Birleşik Kamu İş Konfederasyonu İl Temsilcisi Sedat Tuygun, “Hepinizin bildiği gibi asgari ücret geçtiğimiz günlerde 8500 TL olarak açıklanmıştır. Ülkenin bu ekonomik şartlarında asgari ücretin alım gücü açısından yüksek olmadığını hepimiz bilmekteyiz. Asgari ücrete yapılan artış sonrası ortalama memur maaşlarına baktığımızda, asgari ücret ile memur maaşlarının neredeyse eşitlendiğini görmekteyiz. 2010 yılında asgari ücret 576 TL iken, ortalama memur maaşı asgari ücretin 3 katıydı. Günümüzde ise yeni açıklanan asgari ücret ile ortalama memur maaşları eşit seviyeye gelmiş, emeklilerin ücretleri ise asgari ücretin dahi altında kalmıştır.
2002 yılında en düşük emekli aylığı asgari ücretin 53 Türk lirası üzerindeyken, yapılan son zamlarla birlikte asgari ücret en düşük emekli aylığının 3 bin Türk lirası üzerine çıkmıştır.
Sorun asgari ücretin çok artırılması değil, kamu çalışanları ve emeklilerinin ücretlerinin komik ve acınacak artışlara maruz kalmasıdır.”dedi.

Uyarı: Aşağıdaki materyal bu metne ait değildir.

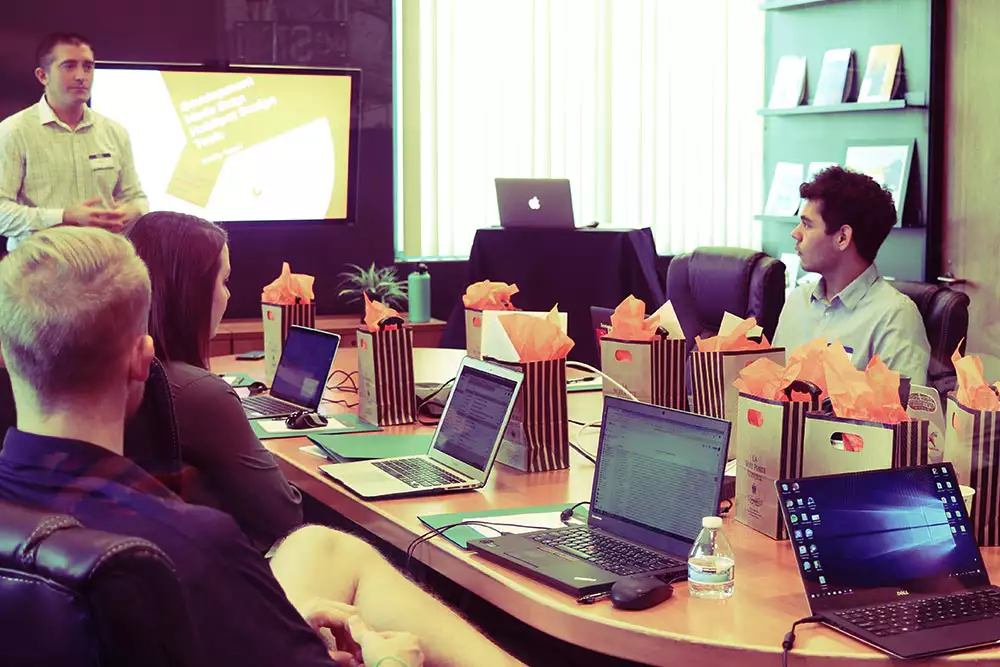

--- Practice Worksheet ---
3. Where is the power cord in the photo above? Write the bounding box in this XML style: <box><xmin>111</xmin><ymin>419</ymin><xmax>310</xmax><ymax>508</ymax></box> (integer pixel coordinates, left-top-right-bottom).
<box><xmin>781</xmin><ymin>616</ymin><xmax>823</xmax><ymax>667</ymax></box>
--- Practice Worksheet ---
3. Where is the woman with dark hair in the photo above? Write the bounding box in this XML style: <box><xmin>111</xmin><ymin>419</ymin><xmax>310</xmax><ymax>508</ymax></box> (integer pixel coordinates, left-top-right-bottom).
<box><xmin>128</xmin><ymin>212</ymin><xmax>302</xmax><ymax>552</ymax></box>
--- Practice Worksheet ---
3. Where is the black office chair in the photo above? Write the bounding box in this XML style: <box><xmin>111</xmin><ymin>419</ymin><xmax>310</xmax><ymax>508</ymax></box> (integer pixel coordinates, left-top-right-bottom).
<box><xmin>0</xmin><ymin>501</ymin><xmax>202</xmax><ymax>667</ymax></box>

KAMU ÇALIŞANLARI VE EMEKLİ MAAŞLARI YENİDEN DEĞERLENDİRİLMELİDİR
“Kamu çalışanları ve emeklilerin maaşları tüm kamu sendikalarının talepleri doğrultusunda yeniden belirlenmelidir.”diyen Tuygun, “Kamu Konfederasyonları platformu olarak; kamu çalışanlarının en düşük maaşının yoksulluk sınırı olan 26 bin 124 liraya yükseltilerek enflasyon oranının da her ay seyyanen maaşlara yansıtılmasını talep ediyoruz.
Kamu emekçileri düşük emekli maaşlarına mahkûm edilmekte, emekli olmamıza rağmen ölene kadar çalışmak zorunda bırakılmaktayız. Bu şartlarda bizler emekli hayatı yaşayamaz durumda kalırken torunlarımız ve çocuklarımızla da vakit geçirme hakkımızdan yoksun bırakılmaktayız. Emekli olduğumuz zaman maaşlarımızdan yapılan yüksek kesintilerle maaşlarımızın yarısından fazlası elimizden alınarak bizler açlığa mahkûm edilmekteyiz.

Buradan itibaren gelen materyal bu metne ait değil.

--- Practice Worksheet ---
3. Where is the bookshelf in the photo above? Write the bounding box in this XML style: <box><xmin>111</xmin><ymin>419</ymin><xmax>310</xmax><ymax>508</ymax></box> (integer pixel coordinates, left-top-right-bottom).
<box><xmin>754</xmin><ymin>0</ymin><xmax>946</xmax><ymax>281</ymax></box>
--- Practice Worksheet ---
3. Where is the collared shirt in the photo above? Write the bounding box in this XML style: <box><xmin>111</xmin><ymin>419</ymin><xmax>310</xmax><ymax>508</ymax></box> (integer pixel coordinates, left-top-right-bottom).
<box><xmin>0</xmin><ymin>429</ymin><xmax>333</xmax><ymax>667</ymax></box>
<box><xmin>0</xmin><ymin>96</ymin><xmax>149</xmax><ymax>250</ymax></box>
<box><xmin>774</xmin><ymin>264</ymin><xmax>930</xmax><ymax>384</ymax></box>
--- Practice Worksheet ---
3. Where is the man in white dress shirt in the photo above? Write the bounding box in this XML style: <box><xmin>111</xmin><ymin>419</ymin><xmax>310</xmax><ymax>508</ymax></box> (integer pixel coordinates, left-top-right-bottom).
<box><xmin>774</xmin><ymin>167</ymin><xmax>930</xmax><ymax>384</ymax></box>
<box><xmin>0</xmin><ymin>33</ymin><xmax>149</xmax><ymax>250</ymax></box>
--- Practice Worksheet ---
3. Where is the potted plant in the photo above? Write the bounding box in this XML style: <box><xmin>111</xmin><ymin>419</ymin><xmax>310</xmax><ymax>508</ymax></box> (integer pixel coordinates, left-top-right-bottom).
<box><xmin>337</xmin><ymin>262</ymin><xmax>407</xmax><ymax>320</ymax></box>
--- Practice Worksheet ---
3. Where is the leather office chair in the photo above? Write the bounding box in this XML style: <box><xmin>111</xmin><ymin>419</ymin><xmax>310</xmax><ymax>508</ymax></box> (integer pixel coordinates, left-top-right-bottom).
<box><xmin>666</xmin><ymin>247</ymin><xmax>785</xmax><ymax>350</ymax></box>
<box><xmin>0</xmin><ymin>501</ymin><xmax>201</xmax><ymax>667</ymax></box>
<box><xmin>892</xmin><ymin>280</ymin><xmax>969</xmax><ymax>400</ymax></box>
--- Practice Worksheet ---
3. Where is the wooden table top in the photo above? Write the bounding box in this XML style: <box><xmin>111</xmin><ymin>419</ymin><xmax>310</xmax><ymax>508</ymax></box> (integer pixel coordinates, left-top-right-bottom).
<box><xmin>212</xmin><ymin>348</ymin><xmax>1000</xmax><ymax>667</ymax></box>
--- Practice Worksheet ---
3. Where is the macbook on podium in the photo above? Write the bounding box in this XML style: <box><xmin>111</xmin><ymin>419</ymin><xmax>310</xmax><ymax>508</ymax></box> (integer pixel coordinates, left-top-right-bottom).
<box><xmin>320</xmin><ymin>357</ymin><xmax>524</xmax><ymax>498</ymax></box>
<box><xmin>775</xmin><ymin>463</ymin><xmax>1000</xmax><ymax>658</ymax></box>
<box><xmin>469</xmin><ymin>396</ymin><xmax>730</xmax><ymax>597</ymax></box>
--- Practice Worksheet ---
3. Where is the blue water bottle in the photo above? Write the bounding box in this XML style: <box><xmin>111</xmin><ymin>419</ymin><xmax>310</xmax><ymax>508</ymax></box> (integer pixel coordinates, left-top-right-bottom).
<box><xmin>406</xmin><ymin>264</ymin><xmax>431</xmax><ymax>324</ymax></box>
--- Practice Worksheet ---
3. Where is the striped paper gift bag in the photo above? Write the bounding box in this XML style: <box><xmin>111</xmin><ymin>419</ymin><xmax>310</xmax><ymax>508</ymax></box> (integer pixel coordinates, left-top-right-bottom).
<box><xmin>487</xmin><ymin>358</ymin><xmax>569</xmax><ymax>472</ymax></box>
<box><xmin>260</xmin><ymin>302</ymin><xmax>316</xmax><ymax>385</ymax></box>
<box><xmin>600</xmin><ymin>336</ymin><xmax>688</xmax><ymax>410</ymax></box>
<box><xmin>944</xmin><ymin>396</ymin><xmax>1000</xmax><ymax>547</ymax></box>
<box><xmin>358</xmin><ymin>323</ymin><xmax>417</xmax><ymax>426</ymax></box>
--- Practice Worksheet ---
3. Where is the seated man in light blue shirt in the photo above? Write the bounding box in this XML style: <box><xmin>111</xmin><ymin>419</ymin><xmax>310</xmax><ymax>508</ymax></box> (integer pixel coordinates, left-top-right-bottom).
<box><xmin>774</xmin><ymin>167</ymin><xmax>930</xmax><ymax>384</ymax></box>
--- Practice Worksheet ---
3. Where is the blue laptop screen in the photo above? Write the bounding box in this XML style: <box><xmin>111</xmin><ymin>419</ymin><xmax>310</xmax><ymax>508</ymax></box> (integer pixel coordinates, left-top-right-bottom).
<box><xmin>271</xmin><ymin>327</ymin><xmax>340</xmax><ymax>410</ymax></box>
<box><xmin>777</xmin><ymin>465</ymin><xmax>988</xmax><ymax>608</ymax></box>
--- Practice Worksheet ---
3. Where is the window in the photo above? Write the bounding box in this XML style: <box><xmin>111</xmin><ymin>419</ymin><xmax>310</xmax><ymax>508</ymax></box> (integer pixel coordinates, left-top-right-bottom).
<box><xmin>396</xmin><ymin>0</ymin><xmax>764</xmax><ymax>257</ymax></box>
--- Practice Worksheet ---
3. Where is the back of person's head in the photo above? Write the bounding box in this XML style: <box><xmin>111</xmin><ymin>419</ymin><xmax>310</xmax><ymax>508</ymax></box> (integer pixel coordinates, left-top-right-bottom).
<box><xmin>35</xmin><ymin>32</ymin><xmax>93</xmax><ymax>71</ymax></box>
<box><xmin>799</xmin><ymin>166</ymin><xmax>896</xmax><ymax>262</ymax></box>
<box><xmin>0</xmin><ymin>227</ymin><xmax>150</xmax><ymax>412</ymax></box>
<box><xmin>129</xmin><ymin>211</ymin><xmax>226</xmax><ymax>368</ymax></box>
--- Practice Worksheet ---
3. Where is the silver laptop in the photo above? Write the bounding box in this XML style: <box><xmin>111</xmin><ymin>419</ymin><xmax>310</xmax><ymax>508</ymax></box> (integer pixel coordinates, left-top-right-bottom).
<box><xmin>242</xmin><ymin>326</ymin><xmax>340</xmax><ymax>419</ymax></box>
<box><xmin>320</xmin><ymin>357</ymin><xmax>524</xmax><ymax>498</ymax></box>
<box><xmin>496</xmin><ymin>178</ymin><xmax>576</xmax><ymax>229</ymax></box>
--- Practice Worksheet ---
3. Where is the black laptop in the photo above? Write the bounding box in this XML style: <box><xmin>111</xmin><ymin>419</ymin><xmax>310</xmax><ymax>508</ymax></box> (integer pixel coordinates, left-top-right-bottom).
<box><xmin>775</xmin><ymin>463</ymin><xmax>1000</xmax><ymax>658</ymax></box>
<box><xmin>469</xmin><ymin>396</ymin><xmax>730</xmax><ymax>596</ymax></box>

En düşük kamu emekçisi maaşı ise asgari ücrete eşitlenerek her ay enflasyon farkı seyyanen eklenmeli ve emekli olduğumuz zamanki hayat standartlarımızı kaybetmemek adına emekli olduğumuz zamanki maaşlarımıza yakın bir maaş talep etmekteyiz.”diye konuştu.

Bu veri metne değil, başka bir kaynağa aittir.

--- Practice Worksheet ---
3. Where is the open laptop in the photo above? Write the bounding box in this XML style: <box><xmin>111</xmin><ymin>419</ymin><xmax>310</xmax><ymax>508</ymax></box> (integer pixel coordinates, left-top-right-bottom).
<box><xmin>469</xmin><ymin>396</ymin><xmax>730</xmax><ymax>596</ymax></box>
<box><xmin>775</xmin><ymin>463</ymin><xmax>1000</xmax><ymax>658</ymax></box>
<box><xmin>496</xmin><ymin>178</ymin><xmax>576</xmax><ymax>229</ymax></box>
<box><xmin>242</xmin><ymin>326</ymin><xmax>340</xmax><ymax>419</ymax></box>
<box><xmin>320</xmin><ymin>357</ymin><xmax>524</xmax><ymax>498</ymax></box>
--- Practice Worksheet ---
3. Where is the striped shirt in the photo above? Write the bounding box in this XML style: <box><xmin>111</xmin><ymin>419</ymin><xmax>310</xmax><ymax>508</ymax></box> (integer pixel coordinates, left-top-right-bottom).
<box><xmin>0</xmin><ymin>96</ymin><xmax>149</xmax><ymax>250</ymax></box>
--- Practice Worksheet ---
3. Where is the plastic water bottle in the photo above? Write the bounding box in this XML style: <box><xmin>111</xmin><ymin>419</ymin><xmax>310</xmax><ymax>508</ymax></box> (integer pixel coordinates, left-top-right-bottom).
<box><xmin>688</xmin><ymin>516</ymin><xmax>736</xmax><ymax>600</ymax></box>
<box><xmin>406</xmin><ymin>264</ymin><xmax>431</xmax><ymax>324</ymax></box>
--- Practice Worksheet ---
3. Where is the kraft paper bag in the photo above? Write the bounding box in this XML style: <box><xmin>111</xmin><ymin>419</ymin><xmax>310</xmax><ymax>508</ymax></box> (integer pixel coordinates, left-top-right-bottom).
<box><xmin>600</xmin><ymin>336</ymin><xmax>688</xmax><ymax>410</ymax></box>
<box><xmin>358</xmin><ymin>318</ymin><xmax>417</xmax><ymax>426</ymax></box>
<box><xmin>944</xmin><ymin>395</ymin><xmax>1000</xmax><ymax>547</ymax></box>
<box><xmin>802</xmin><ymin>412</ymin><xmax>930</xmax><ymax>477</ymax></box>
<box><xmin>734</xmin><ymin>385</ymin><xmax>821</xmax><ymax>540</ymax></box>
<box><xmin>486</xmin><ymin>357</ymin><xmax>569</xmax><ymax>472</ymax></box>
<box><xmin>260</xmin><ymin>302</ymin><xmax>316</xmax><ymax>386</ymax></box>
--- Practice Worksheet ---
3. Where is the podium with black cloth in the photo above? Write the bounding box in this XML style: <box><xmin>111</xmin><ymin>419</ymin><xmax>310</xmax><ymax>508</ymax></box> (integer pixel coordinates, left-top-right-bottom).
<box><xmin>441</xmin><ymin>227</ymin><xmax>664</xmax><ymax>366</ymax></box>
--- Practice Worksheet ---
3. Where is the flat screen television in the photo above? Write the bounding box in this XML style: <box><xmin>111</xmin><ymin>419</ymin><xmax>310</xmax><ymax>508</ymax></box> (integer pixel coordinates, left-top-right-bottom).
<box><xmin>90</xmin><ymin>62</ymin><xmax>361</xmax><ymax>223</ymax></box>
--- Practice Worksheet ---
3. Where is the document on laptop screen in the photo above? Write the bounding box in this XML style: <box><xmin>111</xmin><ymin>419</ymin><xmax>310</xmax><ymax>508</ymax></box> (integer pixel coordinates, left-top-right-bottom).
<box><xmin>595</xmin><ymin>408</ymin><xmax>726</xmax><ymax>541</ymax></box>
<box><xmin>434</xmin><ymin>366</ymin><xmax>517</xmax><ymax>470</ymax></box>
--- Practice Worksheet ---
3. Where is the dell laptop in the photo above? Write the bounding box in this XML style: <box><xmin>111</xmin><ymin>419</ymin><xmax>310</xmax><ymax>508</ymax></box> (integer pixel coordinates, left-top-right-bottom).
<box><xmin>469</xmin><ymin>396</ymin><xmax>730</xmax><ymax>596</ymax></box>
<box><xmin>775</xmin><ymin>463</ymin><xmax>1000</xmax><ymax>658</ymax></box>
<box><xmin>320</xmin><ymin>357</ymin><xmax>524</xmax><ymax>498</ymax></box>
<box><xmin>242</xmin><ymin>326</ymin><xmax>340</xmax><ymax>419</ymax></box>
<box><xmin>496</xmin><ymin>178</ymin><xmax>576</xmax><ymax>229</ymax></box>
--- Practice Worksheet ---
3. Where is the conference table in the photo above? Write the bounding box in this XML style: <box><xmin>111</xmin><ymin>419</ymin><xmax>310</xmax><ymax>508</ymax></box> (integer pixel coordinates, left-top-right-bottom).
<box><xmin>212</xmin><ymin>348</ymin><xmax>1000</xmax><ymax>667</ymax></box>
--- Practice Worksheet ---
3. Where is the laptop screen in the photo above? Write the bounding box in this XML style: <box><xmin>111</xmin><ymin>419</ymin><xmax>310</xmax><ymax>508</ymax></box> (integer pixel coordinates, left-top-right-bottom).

3600 EK GÖSTERGE HERKESİ KAPSAMALIDIR
3600 Ek göstergenin herkesi kapsaması gerektiğini kaydeden Tuygun, “Kamu çalışanları arasında ayrım yapılmış, birçok meslek grubu 3600 ek göstergeden yararlanırken 1.derecedeki kamu personeli 3600 ek göstergeden yararlanamamıştır. Bu durum adalet terazisini şaşırtmış, kamu çalışanlarının büyük bir bölümü bu düzenlemeden yararlanırken geriye kalan kesim yararlanamamıştır. Talebimiz bu konuda açık ve nettir! 1. Dereceye düşen her kamu çalışanı 3600 ek göstergeden yararlanmalıdır.”şeklinde konuştu.
MEMURUN İKRAMİYE HAKKI ARTIK VERİLMELİDİR
Memura ikramiye hakkının verilemesi gerektiğini vurgulayan Tuygun,” Kamuda çalışan işçilere 1956 yılından itibaren her yıl ikramiye ödenmektedir. İkramiye ödemesi sendikalı olup olmamakla veya toplu sözleşme ile ilgili olmayıp, doğrudan doğruya kamu kurum ve kuruluşlarında işçi olarak istihdam edilmekle ilgili bir düzenlemedir.
Kamu kurum ve kuruluşlarında işçilerle birlikte çalışan, çoğu kez aynı odayı paylaşan memurlara ise şimdiye kadar 1 kuruş dahi ikramiye verilmemiştir.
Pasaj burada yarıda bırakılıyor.